Als ich am Samstagmorgen in der Stallgasse der LB Stables stand und mit dem Striegel Neiges weisses Fell putzte, konnte ich kaum glauben, was ich gestern Abend herausgefunden hatte. Alessia. Alessia König, das Ausnahmetalent im Springsport. Die Alessia, die in diesem Moment nur wenige Meter von mir entfernt Vendetta davon abhielt, ihr die Finger abzubeissen. Die Alessia, eine Pferdediebin? Das konnte gar nicht sein.
Mit jedem einzelnen Bürstenstrich war ich mir sicherer, der falschen Spur zu folgen. Alessia war ein Springcrack, eine Pferdeliebhaberin und eine ehrgeizige Sportlerin, aber keine Pferdediebin. Allerdings musste ich zugeben, sie noch nicht so gut zu kennen. Meine Bekanntschaft mit ihr beschränkte sich auf die wenigen Trainings. Dort war sie mir als überaus fokussierte Reiterin, die ihr Pferd nur knapp lobte, aber stets fair behandelte, vorgekommen. Was hätte sie für Gründe, Borromeo zu stehlen? Nein, das konnte nicht sein. Diese Spur konnte gar nicht in die richtige Richtung führen. Und ich durfte nicht anfangen, wahllos Menschen zu beschuldigen, nur weil ich mir nicht eingestehen konnte, dass ich eigentlich die Nase nicht in diese Sache reinstecken sollte.
Ludger hatte heute einen weiteren Diebstahl verkündet, diesmal waren es Salzlecksteine. Wieder keines der Pferde angerührt, nicht einmal eine Box geöffnet. Die Gedanken an Ronjas Nachricht liessen mich auch nicht los, als ich Neige unter ächzenden Geräuschen den Springsattel auf den hohen Widerrist hievte und den Sattelgurt zuzurrte. War das möglich? Und sollte ich wirklich weiter nachforschen?
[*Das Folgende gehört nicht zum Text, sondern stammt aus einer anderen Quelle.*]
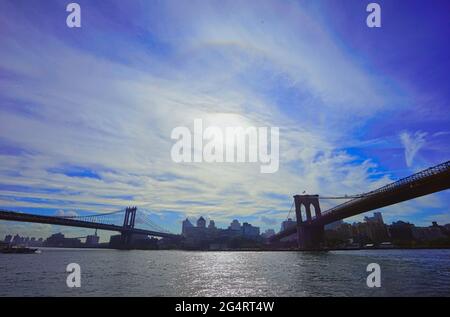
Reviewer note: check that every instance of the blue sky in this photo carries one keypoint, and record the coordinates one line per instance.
(86, 114)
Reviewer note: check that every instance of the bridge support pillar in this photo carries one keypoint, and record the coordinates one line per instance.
(128, 223)
(309, 235)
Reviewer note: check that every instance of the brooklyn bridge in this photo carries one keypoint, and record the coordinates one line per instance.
(310, 219)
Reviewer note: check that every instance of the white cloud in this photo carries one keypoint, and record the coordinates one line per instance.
(75, 107)
(412, 144)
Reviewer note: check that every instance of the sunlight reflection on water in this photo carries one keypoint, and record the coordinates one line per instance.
(183, 273)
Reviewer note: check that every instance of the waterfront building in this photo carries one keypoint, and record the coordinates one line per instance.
(201, 223)
(249, 231)
(235, 225)
(185, 226)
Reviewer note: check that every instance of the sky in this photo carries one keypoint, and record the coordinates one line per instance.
(86, 113)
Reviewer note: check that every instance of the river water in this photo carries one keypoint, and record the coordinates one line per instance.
(186, 273)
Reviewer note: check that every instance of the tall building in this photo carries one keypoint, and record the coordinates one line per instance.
(201, 222)
(235, 225)
(268, 233)
(249, 231)
(376, 218)
(186, 225)
(8, 238)
(212, 225)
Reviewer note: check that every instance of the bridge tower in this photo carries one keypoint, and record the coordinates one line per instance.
(128, 223)
(309, 235)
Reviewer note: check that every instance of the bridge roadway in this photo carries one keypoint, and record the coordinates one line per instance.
(17, 216)
(429, 181)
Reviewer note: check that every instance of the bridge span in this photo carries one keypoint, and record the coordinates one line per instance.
(310, 229)
(126, 230)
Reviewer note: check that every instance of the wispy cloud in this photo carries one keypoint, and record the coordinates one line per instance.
(90, 122)
(412, 144)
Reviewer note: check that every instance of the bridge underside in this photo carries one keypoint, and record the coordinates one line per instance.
(124, 230)
(310, 231)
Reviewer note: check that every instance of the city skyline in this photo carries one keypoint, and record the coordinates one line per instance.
(86, 114)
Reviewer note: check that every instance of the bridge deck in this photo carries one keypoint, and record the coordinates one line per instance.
(428, 181)
(17, 216)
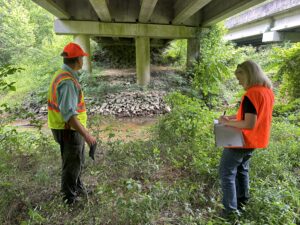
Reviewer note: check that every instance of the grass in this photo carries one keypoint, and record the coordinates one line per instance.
(134, 183)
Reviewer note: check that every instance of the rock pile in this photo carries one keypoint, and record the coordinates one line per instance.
(131, 104)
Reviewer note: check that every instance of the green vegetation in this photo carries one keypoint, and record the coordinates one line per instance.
(169, 178)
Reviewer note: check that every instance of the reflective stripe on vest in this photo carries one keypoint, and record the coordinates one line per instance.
(55, 119)
(263, 100)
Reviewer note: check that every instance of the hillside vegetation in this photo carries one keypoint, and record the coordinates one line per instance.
(170, 177)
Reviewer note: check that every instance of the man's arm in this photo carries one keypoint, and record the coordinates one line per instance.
(74, 122)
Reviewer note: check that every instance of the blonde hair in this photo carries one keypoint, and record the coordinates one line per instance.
(255, 75)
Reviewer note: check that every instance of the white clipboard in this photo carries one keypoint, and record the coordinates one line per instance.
(226, 136)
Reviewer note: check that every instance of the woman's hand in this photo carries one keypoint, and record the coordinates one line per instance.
(224, 119)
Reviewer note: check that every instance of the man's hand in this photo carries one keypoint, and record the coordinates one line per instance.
(90, 140)
(74, 122)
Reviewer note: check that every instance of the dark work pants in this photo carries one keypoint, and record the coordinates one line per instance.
(72, 153)
(234, 174)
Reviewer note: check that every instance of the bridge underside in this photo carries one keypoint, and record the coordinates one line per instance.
(276, 21)
(142, 21)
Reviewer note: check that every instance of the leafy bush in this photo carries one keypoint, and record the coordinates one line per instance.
(214, 65)
(186, 135)
(288, 63)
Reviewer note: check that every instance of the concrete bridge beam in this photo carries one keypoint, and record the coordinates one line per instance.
(142, 50)
(84, 42)
(193, 53)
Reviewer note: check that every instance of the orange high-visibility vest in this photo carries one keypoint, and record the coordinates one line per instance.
(263, 100)
(55, 119)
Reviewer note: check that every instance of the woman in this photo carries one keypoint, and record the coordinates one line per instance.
(254, 119)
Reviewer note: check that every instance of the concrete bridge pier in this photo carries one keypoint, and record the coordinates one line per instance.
(193, 51)
(142, 52)
(84, 41)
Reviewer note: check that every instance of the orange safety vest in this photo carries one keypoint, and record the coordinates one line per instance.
(263, 100)
(55, 119)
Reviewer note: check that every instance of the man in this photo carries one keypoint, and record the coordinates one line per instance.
(67, 119)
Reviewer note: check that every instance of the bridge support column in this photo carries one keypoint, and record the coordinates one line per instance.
(142, 52)
(84, 42)
(193, 53)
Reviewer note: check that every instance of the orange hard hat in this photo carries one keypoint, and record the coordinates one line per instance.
(73, 50)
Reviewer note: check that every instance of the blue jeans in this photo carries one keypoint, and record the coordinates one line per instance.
(234, 168)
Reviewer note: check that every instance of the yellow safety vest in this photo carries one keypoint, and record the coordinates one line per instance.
(55, 119)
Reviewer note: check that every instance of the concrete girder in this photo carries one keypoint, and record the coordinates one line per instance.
(68, 27)
(286, 20)
(280, 22)
(264, 11)
(53, 8)
(275, 36)
(101, 8)
(219, 10)
(249, 30)
(190, 9)
(146, 11)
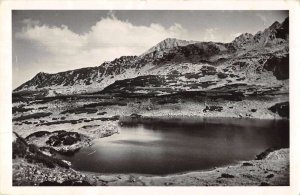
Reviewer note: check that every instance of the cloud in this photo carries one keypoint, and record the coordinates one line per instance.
(262, 17)
(108, 39)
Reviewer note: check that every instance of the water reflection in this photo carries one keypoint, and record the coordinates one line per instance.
(162, 147)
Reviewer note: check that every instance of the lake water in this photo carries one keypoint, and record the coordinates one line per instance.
(164, 147)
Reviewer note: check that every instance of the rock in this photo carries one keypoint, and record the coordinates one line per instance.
(247, 164)
(279, 66)
(225, 175)
(213, 108)
(264, 184)
(282, 109)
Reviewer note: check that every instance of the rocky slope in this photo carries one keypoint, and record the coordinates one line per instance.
(247, 58)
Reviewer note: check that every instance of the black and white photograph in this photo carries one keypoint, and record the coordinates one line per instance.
(150, 97)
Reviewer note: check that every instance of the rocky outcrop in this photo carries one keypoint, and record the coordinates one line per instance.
(168, 52)
(279, 66)
(282, 109)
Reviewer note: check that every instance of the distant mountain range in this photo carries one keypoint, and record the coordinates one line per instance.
(178, 65)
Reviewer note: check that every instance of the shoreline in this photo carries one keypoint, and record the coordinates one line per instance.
(178, 178)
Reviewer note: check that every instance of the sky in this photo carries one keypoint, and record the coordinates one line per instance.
(58, 40)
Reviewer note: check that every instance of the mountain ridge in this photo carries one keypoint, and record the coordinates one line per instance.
(168, 51)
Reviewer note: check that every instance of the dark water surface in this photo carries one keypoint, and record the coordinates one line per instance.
(164, 147)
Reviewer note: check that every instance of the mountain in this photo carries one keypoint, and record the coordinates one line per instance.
(181, 65)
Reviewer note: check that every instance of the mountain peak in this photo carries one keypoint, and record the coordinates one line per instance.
(169, 43)
(275, 25)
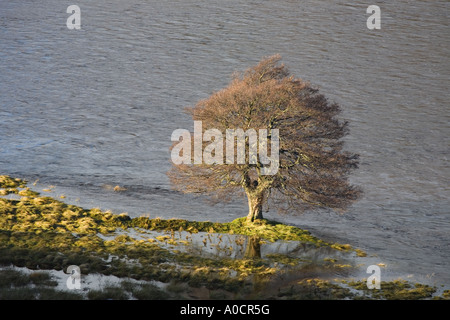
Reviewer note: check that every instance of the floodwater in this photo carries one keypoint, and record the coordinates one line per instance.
(86, 110)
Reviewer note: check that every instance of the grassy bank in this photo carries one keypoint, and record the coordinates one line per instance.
(42, 233)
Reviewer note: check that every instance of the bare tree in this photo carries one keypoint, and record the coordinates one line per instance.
(312, 168)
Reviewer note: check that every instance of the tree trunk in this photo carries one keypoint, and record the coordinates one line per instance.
(255, 202)
(253, 248)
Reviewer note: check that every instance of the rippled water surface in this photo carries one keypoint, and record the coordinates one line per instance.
(86, 110)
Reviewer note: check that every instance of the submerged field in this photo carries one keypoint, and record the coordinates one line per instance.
(143, 258)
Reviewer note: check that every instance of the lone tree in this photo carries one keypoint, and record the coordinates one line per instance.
(312, 169)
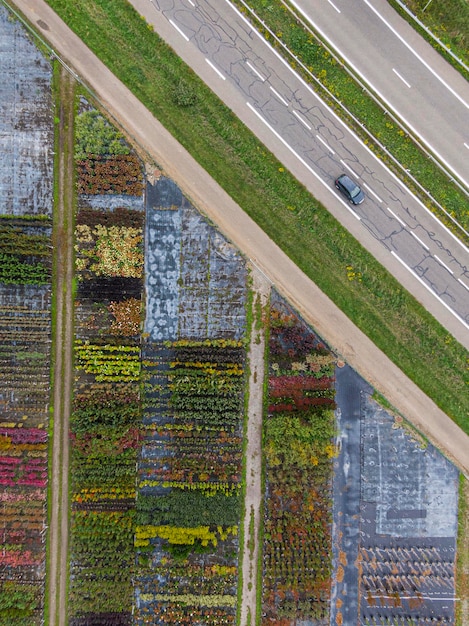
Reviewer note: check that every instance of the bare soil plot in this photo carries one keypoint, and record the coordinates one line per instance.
(26, 125)
(395, 518)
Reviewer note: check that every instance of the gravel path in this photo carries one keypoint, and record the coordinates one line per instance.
(63, 267)
(329, 322)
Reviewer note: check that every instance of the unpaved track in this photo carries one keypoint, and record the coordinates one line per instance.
(253, 484)
(328, 321)
(317, 309)
(63, 341)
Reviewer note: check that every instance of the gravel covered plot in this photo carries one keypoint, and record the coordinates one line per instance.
(26, 123)
(395, 517)
(195, 279)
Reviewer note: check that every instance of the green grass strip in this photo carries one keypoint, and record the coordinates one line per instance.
(282, 207)
(372, 117)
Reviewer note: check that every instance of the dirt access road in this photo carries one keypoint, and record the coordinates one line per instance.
(328, 321)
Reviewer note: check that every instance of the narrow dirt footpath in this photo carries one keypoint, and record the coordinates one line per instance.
(62, 240)
(252, 550)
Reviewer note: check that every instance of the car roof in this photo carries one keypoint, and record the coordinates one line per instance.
(347, 182)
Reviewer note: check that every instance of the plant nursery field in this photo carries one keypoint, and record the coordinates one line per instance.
(26, 144)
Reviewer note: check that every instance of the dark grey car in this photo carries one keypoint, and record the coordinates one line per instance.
(350, 189)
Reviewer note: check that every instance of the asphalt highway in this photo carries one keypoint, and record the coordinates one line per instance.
(425, 92)
(262, 89)
(328, 321)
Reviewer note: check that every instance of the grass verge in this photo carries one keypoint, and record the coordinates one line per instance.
(312, 238)
(448, 20)
(462, 560)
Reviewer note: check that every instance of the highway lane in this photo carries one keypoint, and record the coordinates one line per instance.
(409, 76)
(313, 142)
(315, 307)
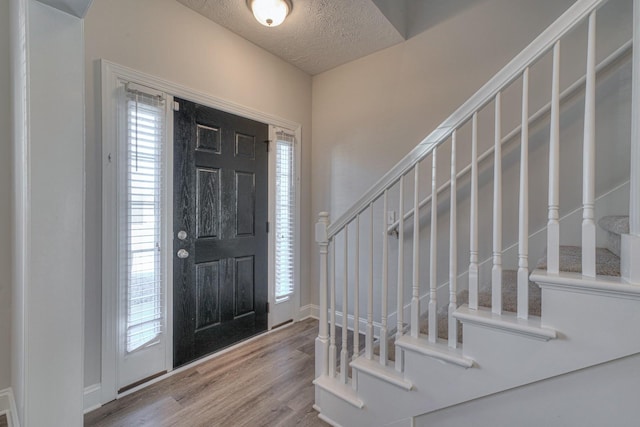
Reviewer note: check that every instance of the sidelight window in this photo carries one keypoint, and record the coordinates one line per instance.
(141, 218)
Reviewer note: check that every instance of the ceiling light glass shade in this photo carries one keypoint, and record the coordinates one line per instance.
(270, 13)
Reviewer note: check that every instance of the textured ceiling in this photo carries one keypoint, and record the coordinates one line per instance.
(318, 34)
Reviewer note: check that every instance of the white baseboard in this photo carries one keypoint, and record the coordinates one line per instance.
(8, 407)
(309, 311)
(92, 397)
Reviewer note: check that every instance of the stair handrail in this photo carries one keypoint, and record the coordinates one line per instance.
(572, 17)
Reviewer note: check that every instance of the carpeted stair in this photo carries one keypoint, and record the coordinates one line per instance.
(614, 226)
(607, 264)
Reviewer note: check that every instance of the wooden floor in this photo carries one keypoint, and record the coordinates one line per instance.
(266, 382)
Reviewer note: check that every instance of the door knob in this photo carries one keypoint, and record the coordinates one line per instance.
(183, 253)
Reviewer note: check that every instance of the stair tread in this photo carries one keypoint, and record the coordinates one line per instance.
(607, 263)
(439, 350)
(602, 285)
(385, 373)
(337, 388)
(531, 327)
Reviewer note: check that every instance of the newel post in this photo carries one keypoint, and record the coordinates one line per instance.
(322, 341)
(630, 249)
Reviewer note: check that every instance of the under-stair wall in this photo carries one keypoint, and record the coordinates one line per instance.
(351, 162)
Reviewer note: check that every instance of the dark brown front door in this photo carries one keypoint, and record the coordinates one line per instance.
(220, 230)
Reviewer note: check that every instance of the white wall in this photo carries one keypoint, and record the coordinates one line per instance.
(165, 39)
(5, 197)
(601, 395)
(371, 112)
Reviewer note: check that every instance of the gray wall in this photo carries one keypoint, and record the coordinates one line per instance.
(165, 39)
(5, 198)
(392, 99)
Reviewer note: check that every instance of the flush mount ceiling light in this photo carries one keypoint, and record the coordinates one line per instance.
(270, 13)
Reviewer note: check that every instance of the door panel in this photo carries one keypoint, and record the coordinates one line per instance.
(220, 201)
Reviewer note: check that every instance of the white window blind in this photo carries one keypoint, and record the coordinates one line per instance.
(285, 215)
(141, 218)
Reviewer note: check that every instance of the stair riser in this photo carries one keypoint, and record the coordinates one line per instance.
(604, 327)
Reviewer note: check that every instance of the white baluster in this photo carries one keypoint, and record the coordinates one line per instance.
(369, 338)
(356, 300)
(322, 342)
(433, 249)
(588, 157)
(400, 287)
(356, 292)
(523, 229)
(473, 218)
(630, 244)
(496, 270)
(385, 283)
(415, 299)
(553, 226)
(453, 251)
(344, 353)
(332, 346)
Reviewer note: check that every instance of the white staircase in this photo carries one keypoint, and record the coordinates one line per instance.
(400, 359)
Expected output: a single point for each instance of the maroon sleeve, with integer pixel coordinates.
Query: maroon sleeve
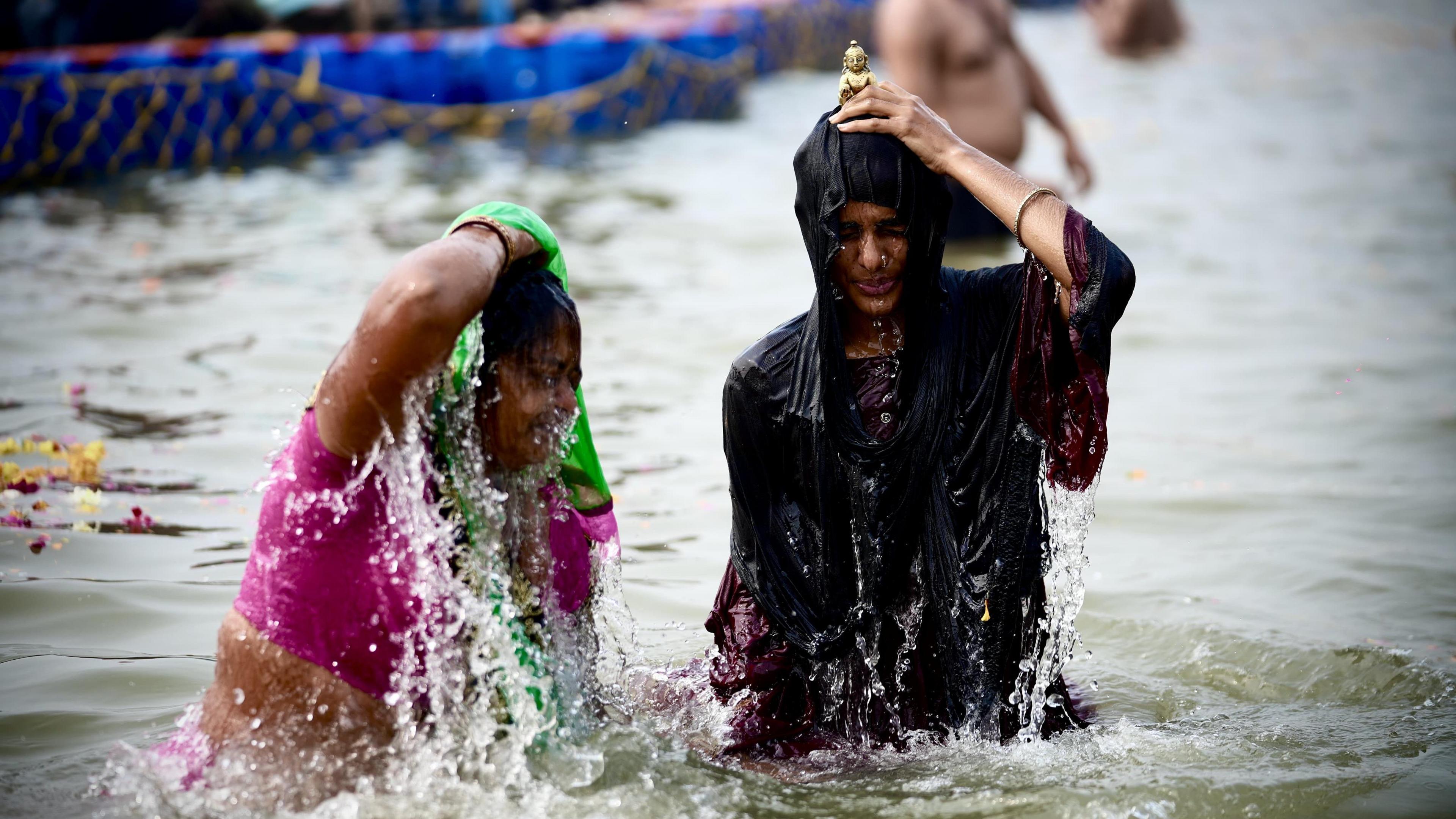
(1059, 374)
(753, 671)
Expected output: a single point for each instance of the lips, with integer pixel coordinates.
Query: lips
(877, 286)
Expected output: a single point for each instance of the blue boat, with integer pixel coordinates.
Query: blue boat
(91, 111)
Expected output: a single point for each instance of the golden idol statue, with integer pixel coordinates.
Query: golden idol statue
(857, 74)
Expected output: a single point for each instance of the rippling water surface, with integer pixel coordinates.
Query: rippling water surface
(1272, 598)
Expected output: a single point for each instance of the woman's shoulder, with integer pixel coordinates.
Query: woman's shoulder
(769, 360)
(982, 280)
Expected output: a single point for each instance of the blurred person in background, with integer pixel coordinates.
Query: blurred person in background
(46, 24)
(1135, 28)
(317, 17)
(962, 57)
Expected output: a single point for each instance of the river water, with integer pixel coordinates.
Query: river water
(1270, 611)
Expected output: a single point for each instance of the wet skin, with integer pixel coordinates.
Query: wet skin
(263, 693)
(868, 270)
(299, 704)
(526, 403)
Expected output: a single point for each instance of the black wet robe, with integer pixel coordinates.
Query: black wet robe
(865, 557)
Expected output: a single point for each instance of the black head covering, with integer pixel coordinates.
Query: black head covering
(836, 531)
(887, 480)
(828, 519)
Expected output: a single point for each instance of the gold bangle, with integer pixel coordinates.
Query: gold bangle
(1015, 226)
(500, 231)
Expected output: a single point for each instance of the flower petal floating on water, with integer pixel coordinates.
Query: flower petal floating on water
(140, 522)
(88, 502)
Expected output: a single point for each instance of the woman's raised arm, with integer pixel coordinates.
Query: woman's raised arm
(408, 329)
(906, 117)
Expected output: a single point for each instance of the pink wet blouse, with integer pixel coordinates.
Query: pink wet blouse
(331, 575)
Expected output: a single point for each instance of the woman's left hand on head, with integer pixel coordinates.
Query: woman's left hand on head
(903, 116)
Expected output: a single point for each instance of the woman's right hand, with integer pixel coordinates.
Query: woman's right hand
(526, 245)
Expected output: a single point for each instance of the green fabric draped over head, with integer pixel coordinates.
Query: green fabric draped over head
(526, 685)
(582, 470)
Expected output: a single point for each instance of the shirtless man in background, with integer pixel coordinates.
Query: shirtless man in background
(960, 56)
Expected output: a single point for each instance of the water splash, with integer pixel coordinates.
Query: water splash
(1068, 518)
(496, 682)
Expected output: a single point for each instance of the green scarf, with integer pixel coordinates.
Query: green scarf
(580, 471)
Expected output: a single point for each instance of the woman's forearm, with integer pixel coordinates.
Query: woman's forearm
(408, 329)
(1002, 192)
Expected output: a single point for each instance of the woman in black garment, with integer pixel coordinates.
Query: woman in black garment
(886, 448)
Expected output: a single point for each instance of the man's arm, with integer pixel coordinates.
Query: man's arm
(1043, 104)
(905, 41)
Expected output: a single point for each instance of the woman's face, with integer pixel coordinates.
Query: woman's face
(535, 396)
(871, 258)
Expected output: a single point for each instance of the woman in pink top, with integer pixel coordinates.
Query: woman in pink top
(315, 653)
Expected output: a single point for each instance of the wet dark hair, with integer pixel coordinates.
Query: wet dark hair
(525, 313)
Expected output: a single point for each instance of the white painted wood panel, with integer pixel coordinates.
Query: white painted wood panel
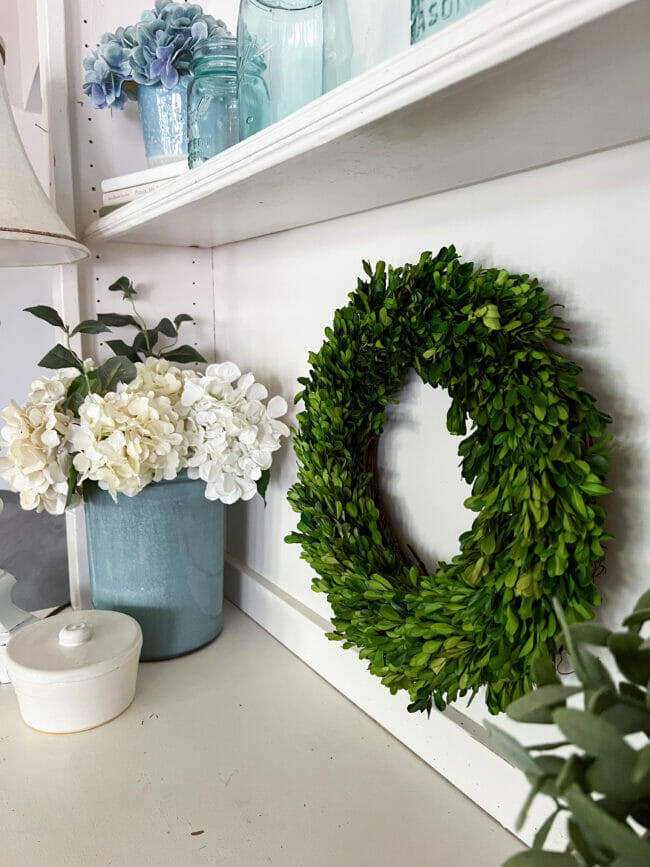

„So, gehen wir mal an die Arbeit!", begann Ludger eifrig und klatschte in die Hände. Leicht nervös zuckte mein Blick zu ihm und zu der Frau neben ihm. Es war Linda Vermeulen, gekleidet in ihre berühmt berüchtigte weinrote Stalljacke, die stechenden Augen prüfend auf die drei Reiter gerichtet. Mich, Charlotte und Alessia.
Vielleicht war es nur ein Gefühl, aber ich wurde es nicht los und glaubte immer wieder zu bemerken, wie sie mich am eindringlichsten beobachtete. Als wäre ich entweder das, wonach sie immer gesucht hatte, oder das, was sie am schnellsten wieder loswerden wollte.
Heute musste ich glänzen, durfte ihr keine Zweifel daran geben, dass ich die Richtige für diesen Trainingsplatz war. Und sie durfte nicht merken, dass mir schon seit gestern um Mitternacht alles wehtat, als hätte mich ein Truck überfahren. Sie wusste, dass ich CRPS bekommen hatte. Sie wusste zumindest, dass nach dem Unfall mit Herodot nicht alles wieder ganz gut geworden war. In Laggenbeck hatte ich es geschafft, sie anzulügen, aber würde ich es ein weiteres Mal schaffen, wenn ich ihr Anlass gäbe zu glauben, ich hätte ihr nicht die Wahrheit erzählt?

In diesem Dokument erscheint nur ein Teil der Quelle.